Tutto questo è ben descritto nel libro. Il punto però in cui la trattazione eccelle e risulta anche nuova è il Novecento e l’inizio del nuovo millennio. In cui fiorenti comunità di esperantisti convivono con nuovi tentativi di creare lingue filosofiche, mentre prosperano – ed è la maggiore novità degli ultimi anni – lingue create unicamente per scopi estetici e per divertimento, a cominciare da quelle prodotte da Tolkien al servizio dei suoi libri (o viceversa). Il sottotitolo del libro è quindi una buona sintesi di ciò che si trova negli ultimi capitoli: Esperanto Rock Stars, Klingon Poets, Loglan Lovers, and the Mad Dreamers Who Tried to Build A Perfect Language.
 
Nel complesso, la componente informativa di In the land of invented languages mi sembra molto solida, anche se io sento la mancanza di una vera e propria bibliografia di riferimento (e ha scopi poco più che illustrativi la presenza di una lista di 500 linguaggi inventati, che sono stati scelti a campione e su cui non viene fornito nessun dettaglio).

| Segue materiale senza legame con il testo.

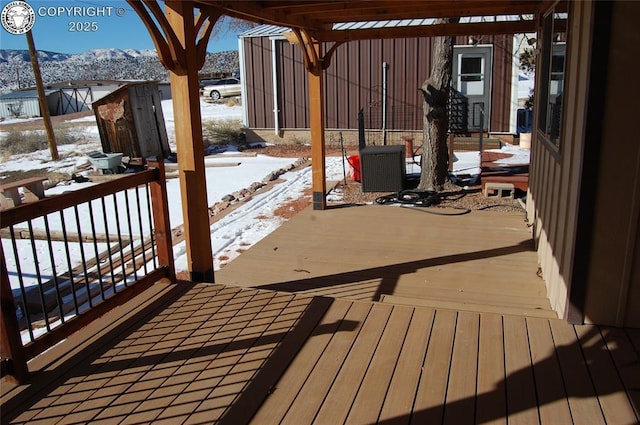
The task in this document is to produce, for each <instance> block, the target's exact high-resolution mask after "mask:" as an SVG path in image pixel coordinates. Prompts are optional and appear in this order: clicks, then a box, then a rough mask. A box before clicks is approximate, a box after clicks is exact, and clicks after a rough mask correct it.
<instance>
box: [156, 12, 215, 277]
mask: <svg viewBox="0 0 640 425" xmlns="http://www.w3.org/2000/svg"><path fill="white" fill-rule="evenodd" d="M165 14H166V16H167V21H168V22H169V24H170V25H171V28H173V31H174V32H175V35H176V36H177V38H178V40H179V41H180V44H182V46H184V52H185V57H184V58H182V59H183V60H184V62H183V63H182V65H183V68H184V69H176V70H169V76H170V79H171V98H172V99H173V114H174V119H175V132H176V146H177V151H178V152H177V153H178V176H179V178H180V193H181V197H182V214H183V217H184V232H185V242H186V245H187V246H186V248H187V266H188V268H189V272H190V275H191V280H192V281H195V282H213V281H214V279H213V252H212V249H211V230H210V227H209V210H208V207H209V204H208V202H207V182H206V178H205V168H204V146H203V141H202V121H201V120H202V117H201V114H200V87H199V84H198V69H199V68H198V67H197V66H196V63H197V58H196V55H195V54H194V53H195V52H196V44H195V40H196V33H195V28H194V13H193V6H192V4H191V2H182V1H166V2H165ZM181 62H182V61H181Z"/></svg>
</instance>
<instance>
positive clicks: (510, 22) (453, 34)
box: [310, 20, 536, 42]
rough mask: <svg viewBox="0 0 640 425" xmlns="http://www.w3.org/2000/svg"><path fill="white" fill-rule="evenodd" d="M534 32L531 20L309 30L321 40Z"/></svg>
mask: <svg viewBox="0 0 640 425" xmlns="http://www.w3.org/2000/svg"><path fill="white" fill-rule="evenodd" d="M535 31H536V22H535V21H533V20H522V21H505V22H477V23H476V22H472V23H467V24H434V25H416V26H397V27H380V28H364V29H354V30H344V31H342V30H333V31H310V33H311V34H312V35H313V36H314V37H315V38H317V39H318V40H321V41H335V42H345V41H355V40H374V39H393V38H412V37H438V36H461V35H462V36H467V35H497V34H517V33H527V32H535Z"/></svg>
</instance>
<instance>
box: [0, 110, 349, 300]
mask: <svg viewBox="0 0 640 425" xmlns="http://www.w3.org/2000/svg"><path fill="white" fill-rule="evenodd" d="M162 109H163V115H164V119H165V125H166V128H167V133H168V135H169V139H170V141H173V140H174V137H173V134H174V128H175V123H174V120H173V106H172V104H171V101H170V100H168V101H167V100H165V101H163V103H162ZM242 113H243V112H242V107H240V106H232V107H228V106H225V105H220V104H211V103H207V102H201V115H202V120H203V122H206V121H208V120H226V119H235V120H240V119H241V118H242ZM71 122H83V123H87V122H88V123H92V122H93V123H95V117H94V116H87V117H83V118H80V119H76V120H72V121H71ZM74 131H75V132H76V136H77V138H78V139H79V140H83V141H84V143H81V144H72V145H59V146H58V151H59V153H60V157H61V159H60V160H59V161H51V160H50V155H49V152H48V151H47V150H43V151H38V152H34V153H32V154H27V155H14V156H11V157H9V158H7V160H5V161H3V162H2V163H1V164H0V172H8V171H13V170H26V169H40V170H47V171H48V172H54V171H58V172H63V173H68V174H71V173H74V172H77V170H78V169H80V168H82V167H83V166H86V165H87V163H88V157H87V155H86V154H87V153H89V152H91V151H96V150H101V147H100V138H99V134H98V130H97V127H94V126H80V127H78V128H77V129H76V130H74ZM42 135H43V137H44V132H43V134H42ZM0 137H4V136H3V134H2V132H0ZM170 143H171V142H170ZM171 144H172V148H174V150H175V146H173V143H171ZM297 160H298V158H275V157H269V156H265V155H256V156H240V155H239V154H238V152H237V151H234V150H233V149H229V151H227V152H225V153H221V154H216V155H213V156H208V157H206V158H205V175H206V187H207V201H208V204H209V205H210V206H211V205H214V204H215V203H216V202H219V201H220V200H222V198H223V197H224V196H226V195H228V194H231V193H234V192H237V191H239V190H242V189H244V188H248V187H249V186H251V184H252V183H254V182H260V181H262V180H263V179H264V178H265V177H267V176H269V175H270V174H271V173H272V172H273V171H276V170H279V169H282V168H287V167H289V166H291V165H292V164H293V163H294V162H296V161H297ZM326 164H327V179H328V180H340V179H341V178H342V176H343V169H342V161H341V158H327V161H326ZM167 167H168V168H170V165H167ZM280 178H281V179H282V180H283V183H279V184H277V185H275V186H274V187H273V188H272V189H270V190H269V191H265V192H264V193H262V192H261V191H258V192H257V194H256V195H255V196H254V197H253V199H251V200H250V201H248V202H243V203H242V204H241V205H240V206H239V207H238V208H237V209H236V210H235V211H233V212H232V213H230V214H228V215H227V216H225V217H224V218H223V219H221V220H220V221H218V222H217V223H215V224H214V225H213V226H212V228H211V244H212V249H213V253H214V258H215V263H214V267H215V269H219V268H220V267H221V266H222V265H223V264H225V263H227V262H229V261H232V260H233V259H234V258H236V257H237V256H238V255H240V253H241V252H243V251H246V250H247V249H248V248H249V247H251V246H252V245H253V244H255V243H256V242H258V241H259V240H261V239H262V238H264V237H265V236H266V235H268V234H269V233H271V232H272V231H274V230H275V229H276V228H278V227H279V226H280V225H281V224H282V223H283V221H284V220H283V219H282V218H281V217H277V216H275V215H274V214H273V211H275V210H276V209H277V208H278V207H279V206H281V205H283V204H285V203H286V202H288V201H290V200H291V199H296V198H298V197H299V196H301V195H302V194H303V192H304V191H305V190H306V189H308V188H309V187H311V168H310V167H305V168H303V169H301V170H297V171H290V172H287V173H285V174H284V175H282V176H281V177H280ZM93 184H94V183H91V182H88V183H75V182H72V181H71V182H69V184H65V185H58V186H56V187H53V188H50V189H48V190H46V192H45V194H46V195H54V194H59V193H63V192H66V191H72V190H78V189H80V188H83V187H89V186H91V185H93ZM167 195H168V199H169V200H170V208H169V211H170V224H171V227H172V228H176V227H178V226H179V225H181V224H183V217H182V206H181V204H180V200H181V199H182V198H181V194H180V182H179V180H178V179H177V178H172V179H168V180H167ZM122 197H123V195H121V194H120V195H118V198H117V202H114V204H115V205H110V204H109V203H108V204H107V206H106V208H107V210H109V212H110V213H109V214H107V216H108V220H107V226H108V228H109V229H115V228H116V226H118V223H116V215H115V214H113V210H114V209H117V210H118V211H119V214H118V215H119V216H120V217H123V216H124V214H125V211H126V209H127V208H126V204H125V202H124V199H122ZM141 201H142V208H148V206H147V205H146V199H144V198H143V199H141ZM108 202H109V201H108ZM92 206H93V209H94V211H93V213H94V214H95V215H101V214H102V205H100V203H99V202H94V203H93V205H92ZM79 212H80V214H79V215H80V217H82V221H81V223H80V228H81V231H82V233H83V234H84V233H85V232H87V231H88V230H86V229H90V222H89V217H90V214H89V213H88V206H87V205H81V206H79ZM70 214H71V211H65V214H64V215H65V227H66V230H67V231H70V232H73V231H76V224H75V218H74V217H72V216H70ZM141 215H142V216H143V224H142V227H143V229H147V226H148V223H147V220H146V219H145V218H146V216H147V215H146V214H141ZM47 224H48V226H49V228H50V230H52V231H56V230H61V229H62V224H63V223H62V220H61V219H60V218H58V217H57V216H56V215H52V216H49V219H48V223H47ZM33 226H34V228H39V229H43V228H44V226H45V224H44V221H43V220H37V221H34V223H33ZM95 231H96V232H98V233H101V232H104V231H105V229H104V228H96V229H95ZM125 233H127V232H125ZM133 233H134V234H138V233H140V232H139V231H138V230H136V229H133ZM36 245H37V249H36V253H35V256H34V253H33V249H32V246H31V244H30V243H28V242H27V241H19V243H18V244H17V248H18V255H19V258H20V266H21V275H22V277H23V284H24V285H25V286H30V285H34V284H37V283H38V279H41V280H42V281H46V280H48V279H49V278H51V277H53V275H54V274H55V271H56V270H66V269H67V268H68V264H67V261H68V260H67V256H66V251H65V247H64V244H63V243H59V242H58V243H56V242H53V243H52V244H51V248H49V246H48V244H47V243H38V244H36ZM105 247H106V245H104V244H102V245H98V246H97V247H96V246H94V245H93V244H85V246H84V247H83V248H84V250H85V252H88V253H93V250H96V249H97V250H98V251H99V252H101V251H103V250H104V249H105ZM3 248H4V250H5V252H6V253H10V252H12V251H13V248H12V247H11V242H10V240H6V239H3ZM50 252H51V253H50ZM89 255H91V254H89ZM51 256H53V261H51V260H50V257H51ZM7 257H8V258H7V267H8V269H9V270H10V274H11V276H12V278H11V279H10V280H11V284H12V288H14V289H19V281H18V279H17V278H16V267H17V265H16V261H15V258H11V257H12V256H10V255H8V256H7ZM71 257H72V258H77V259H80V258H82V257H81V256H80V247H79V244H74V247H73V252H71ZM174 257H175V264H176V271H178V272H179V271H185V270H187V258H186V246H185V243H184V242H181V243H179V244H177V245H175V246H174ZM220 258H224V259H223V260H220ZM36 259H37V261H36ZM78 261H79V260H78ZM37 263H39V266H40V269H39V272H40V277H39V278H38V276H37V275H36V267H35V264H37ZM76 265H78V264H77V263H72V264H71V266H72V267H74V266H76Z"/></svg>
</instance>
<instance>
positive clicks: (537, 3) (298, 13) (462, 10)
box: [287, 1, 539, 23]
mask: <svg viewBox="0 0 640 425" xmlns="http://www.w3.org/2000/svg"><path fill="white" fill-rule="evenodd" d="M392 3H393V4H392V5H388V6H384V7H372V6H371V5H370V3H367V4H365V5H363V6H358V4H347V5H345V7H337V6H331V7H326V8H325V7H313V6H312V5H308V6H303V7H298V8H292V9H293V10H288V11H287V12H288V15H289V16H292V17H298V16H305V17H306V18H307V19H311V20H317V21H319V22H324V23H327V22H333V23H339V22H368V21H381V20H406V19H438V18H445V17H449V16H459V17H469V16H500V15H502V16H504V15H533V14H535V13H536V12H537V10H538V7H539V6H538V3H537V2H522V3H513V4H508V3H503V2H490V3H479V4H475V3H474V4H471V5H466V4H464V3H461V2H446V3H443V4H440V5H439V6H438V5H437V4H432V3H431V2H430V3H428V6H425V2H420V4H412V3H411V2H409V3H408V4H407V3H405V2H402V1H394V2H392ZM467 3H468V2H467ZM465 6H466V7H465Z"/></svg>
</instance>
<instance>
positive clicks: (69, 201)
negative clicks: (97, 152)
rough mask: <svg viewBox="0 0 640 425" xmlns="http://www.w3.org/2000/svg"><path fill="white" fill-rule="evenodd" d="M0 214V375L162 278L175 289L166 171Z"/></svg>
mask: <svg viewBox="0 0 640 425" xmlns="http://www.w3.org/2000/svg"><path fill="white" fill-rule="evenodd" d="M147 165H148V167H147V169H146V170H144V171H141V172H138V173H135V174H130V175H125V176H122V177H119V178H115V179H113V180H111V181H109V182H106V183H102V184H98V185H94V186H90V187H88V188H84V189H80V190H77V191H73V192H68V193H64V194H61V195H54V196H51V197H46V198H44V199H42V200H39V201H37V202H31V203H26V204H22V205H19V206H17V207H15V208H10V209H6V210H3V211H0V226H1V230H0V232H1V236H2V244H0V266H1V267H0V279H1V283H0V285H1V287H0V294H1V307H2V315H1V317H0V318H1V320H2V323H1V324H0V344H1V345H0V355H1V356H2V363H1V364H2V375H3V376H4V375H5V374H7V375H9V376H8V378H9V377H11V379H13V380H14V381H17V382H25V381H26V380H27V379H28V367H27V361H28V360H30V359H32V358H34V357H35V356H37V355H38V354H40V353H42V352H44V351H45V350H47V349H48V348H50V347H52V346H54V345H55V344H57V343H58V342H60V341H62V340H63V339H65V338H66V337H68V336H69V335H70V334H71V333H73V332H75V331H77V330H79V329H81V328H83V327H84V326H86V325H87V324H88V323H89V322H91V321H93V320H95V319H96V318H97V317H99V316H101V315H103V314H104V313H105V312H106V311H108V310H110V309H112V308H114V307H115V306H117V305H120V304H122V303H124V302H125V301H127V300H128V299H130V298H132V297H133V296H135V295H136V294H138V293H140V292H142V291H144V290H145V289H146V288H148V287H149V286H150V285H151V284H152V283H154V282H156V281H158V280H160V279H163V278H167V279H169V280H171V281H172V282H175V270H174V264H173V250H172V244H171V228H170V224H169V212H168V200H167V192H166V185H165V177H164V164H163V163H162V162H159V161H148V162H147Z"/></svg>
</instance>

La componente di intrattenimento è fornita dal fatto che l’autrice è andata per esempio a incontrare le persone che parlano, o provano a parlare, in lojban, o in klingon, cercando di capire le motivazioni che stanno dietro ai singoli e alle relative comunità. Ottenendo anche, nel corso delle ricerche, un certificato di primo livello di conoscenza del klingon, come è riportato sul sito web dedicato al libro, dove è possibile leggere qualche capitolo di prova. Insomma, a me è capitato non solo di imparare qualcosa (che finora non avevo trovato da nessun’altra parte) sul blissymbolics o sul lojban, ma anche di divertirmi in viaggio.